The US, the country with the most confirmed cases in the world, has performed 16.4 tests per 1,000 people, according to the report. By comparison, OECD members performed an average of 23.1 tests per 1,000 people. Spain, the country with the second-highest number of Covid-19 cases, has performed an average of 22.3 per 1,000 people. Italy, which has the third-highest number of cases has performed nearly twice as many tests as the US, at 29.7 per 1,000 people.
The US has performed more tests than some of the other countries with large outbreaks. France has only performed 9.1 tests per 1,000 people, according to the report. The UK has done on average 9.9 tests per 1,000 people. Mexico has done less than 1 test per 1,000 people and is at the bottom of the testing list. Iceland, by contrast, has tested the most with 135 tests per 1,000 people.

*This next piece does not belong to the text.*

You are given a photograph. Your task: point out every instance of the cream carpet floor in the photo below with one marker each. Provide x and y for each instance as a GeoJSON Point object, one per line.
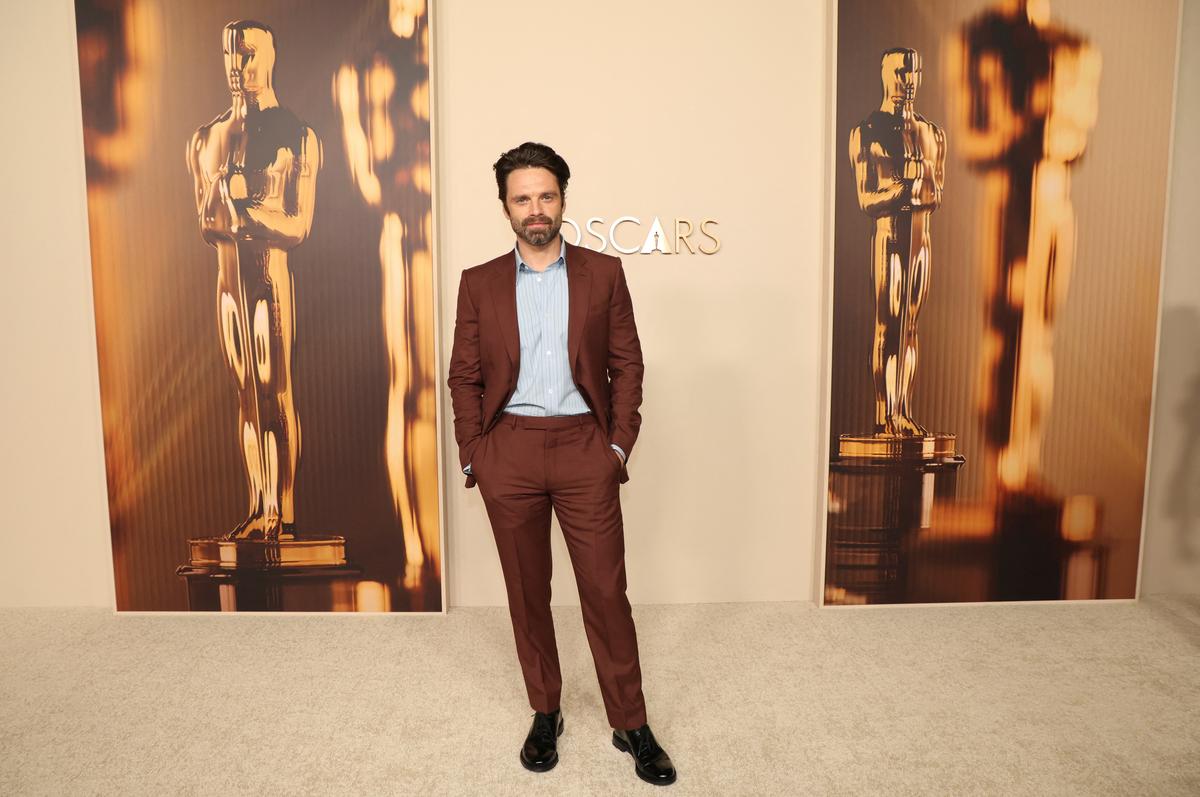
{"type": "Point", "coordinates": [749, 699]}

There are caveats with these numbers, the OECD says.
The report notes that there is a limit to the international comparability of all testing figures. There are differences in the way countries report totals and how frequently governments release data. The OCED report also relies on Our World In Data, data that the OECD considers the most reliable in the fast-moving context of the pandemic, but the data only includes PCR tests. PCR tests are used by scientists to diagnose an active case of Covid-19. The report does not include serological tests, the tests scientists use to detect if someone has had a prior infection.
Testing is key to all governments’ strategies to determine when it will be safe to allow people to end physical distancing in the absence of a vaccine.
President Donald Trump has repeatedly claimed that the US has done more tests than anyone else in the world.
Last Tuesday, he told the White House Coronavirus Task Force Briefing: “More than everybody else, every other country combined.” But none of the OECD testing reports have shown that to be true.